Tuesday, February 26, 2013

We Don't Need None of That There Edumacation


            One of my biggest pet peeves is spelling, or I guess I should say; mis-spelling.  In this technological world where everyone has to speak in 140 character bursts, I realize that the ability to spell is kind of thrown to the wayside.  This does not include people that use numbers and/or symbols instead of letters.  You people are juvenile and ridiculous.  While I have come to grips with the fact that people are not as cognizant of spelling as I am, or that they can’t be given the restrictions of social media (and those tiny keyboards on smartphones, I hate those things), it does officially chap my ass when a “news outlet” commits spelling errors.  You don’t see this too much from those that post regular news reports (even from terrible news groups like Yahoo!) and even sports writers tend to have an editor, or at least a proofreader.  I read a lot of comic book news, and those sites are full of simple, silly mis-spellings, to the point where I often stop reading because of it.  The best way to alienate educated fans is to seem uneducated yourself.

            This brings me to the real point of this post.  A couple weeks ago I threw a tweet out into the twitter-sphere about the lack of education that many of our professional athletes have, and how apparent it is when you hear them speak.  There has been and probably always will be a fight over the value of an education and the ability to earn millions of dollars playing professional sports.  What really irks me is that we have individuals that are becoming the heroes of millions of children, that can’t even put a coherent sentence together for public consumption.  This is rampant across all of the major sports, but I see it most of all in the world of professional basketball, which coincidentally, is where the biggest anti-college argument comes from. 

            Let’s get one thing out of the way first.  If English is not your primary language, you get a bit of a pass.  I can’t fault baseball players from Latin America or basketball players from Europe (or vice versa) if they cannot speak perfectly; just like I would hope that someone from Europe wouldn’t crucify me because my German is sub-par (ie. non-existent).  You can tell when someone is struggling with a language because they are foreign to it and when someone is struggling because they are ignorant and uneducated though. 

            It would be one thing if we just admired these individuals based solely upon their talent, if they were looked upon from afar with a reverence akin to “I wish I could do that”.  Instead, we get to hear them speak.  We get to hear every double negative and slang term that they can cram into a sentence, and we have to be ok with it because we have elevated these individuals (many of them mere children) to a status too lofty for their age and experience.  While it is our fault for putting the individuals in this position to begin with, we are not asking them to give a dissertation on the economy, or to map out complex foreign policy.  The majority of the questions that sportscasters ask are “Hey ‘Player X’, what do you think about the impending trade rumors for ‘Player Y’?”  To which Player X will reply “It ain’t no thing, we don’t need no help.”  I seriously think Microsoft Word took out a hit on me for even typing that last sentence.

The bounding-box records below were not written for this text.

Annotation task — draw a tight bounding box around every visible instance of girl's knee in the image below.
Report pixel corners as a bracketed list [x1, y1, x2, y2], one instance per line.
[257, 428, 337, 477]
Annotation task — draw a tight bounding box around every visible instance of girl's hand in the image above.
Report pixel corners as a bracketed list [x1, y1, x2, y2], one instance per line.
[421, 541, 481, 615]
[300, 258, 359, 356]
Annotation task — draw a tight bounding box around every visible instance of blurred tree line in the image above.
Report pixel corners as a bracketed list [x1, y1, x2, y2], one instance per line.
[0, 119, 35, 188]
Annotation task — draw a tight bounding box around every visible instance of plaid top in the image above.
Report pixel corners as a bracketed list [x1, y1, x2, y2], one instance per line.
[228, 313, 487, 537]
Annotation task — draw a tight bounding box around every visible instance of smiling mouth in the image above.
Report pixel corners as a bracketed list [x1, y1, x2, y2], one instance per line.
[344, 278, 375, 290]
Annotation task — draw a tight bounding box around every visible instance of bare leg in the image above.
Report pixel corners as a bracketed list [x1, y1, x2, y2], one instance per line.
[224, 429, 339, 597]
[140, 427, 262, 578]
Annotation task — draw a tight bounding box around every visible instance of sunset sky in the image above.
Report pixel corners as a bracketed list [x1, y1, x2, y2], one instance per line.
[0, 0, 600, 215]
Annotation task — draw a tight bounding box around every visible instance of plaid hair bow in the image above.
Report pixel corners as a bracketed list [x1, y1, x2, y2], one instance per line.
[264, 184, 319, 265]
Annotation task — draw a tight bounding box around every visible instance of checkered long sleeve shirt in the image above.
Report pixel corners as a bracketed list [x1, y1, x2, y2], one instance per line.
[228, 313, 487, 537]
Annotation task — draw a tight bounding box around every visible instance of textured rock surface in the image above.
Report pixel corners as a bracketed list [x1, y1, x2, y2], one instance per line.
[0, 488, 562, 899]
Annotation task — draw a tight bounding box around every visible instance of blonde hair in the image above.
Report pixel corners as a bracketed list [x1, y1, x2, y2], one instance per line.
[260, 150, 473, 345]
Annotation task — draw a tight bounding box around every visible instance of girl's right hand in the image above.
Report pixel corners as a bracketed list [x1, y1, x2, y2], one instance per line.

            This is now the norm, and is now largely accepted by the public as okay.  Why, I will never know.  When did we lower our standards so much as a society that the mouthpieces are now the uneducated.  It used to be that the politicians and business owners would have more clout.  While they were usually morally bankrupt thieves, they were at least able to speak to the public without sounding like they failed out of second grade because coloring was just too hard. 

            I love sports as much as the next guy, but it is time we held our athletes to a higher standard.  Basketball stars don’t want to go to college at all because it cuts into their NBA time when they could be making millions of dollars for putting a ball in hoop?  How about having a little self respect for the supposed “education” that you receive (I realize that the education at many sports universities is a joke, but that’s a topic for a different time).  These athletes spend their entire life being told that they are great and apparently have little to no use for learning the proper use of the English language.  This generation is most likely a lost cause.  They won’t change, and they won’t be required to.  The next generation of sports figures needs to realize that they will be the mouthpieces of a society that will continue to get more ignorant based on the people that it looks up to.  This is a fixable problem, but it starts with accountability and putting a premium on education and doing things the right way.  I do not currently have a plan, especially one that will appease the greedy, but it is something that I think we can all put our heads together and accomplish.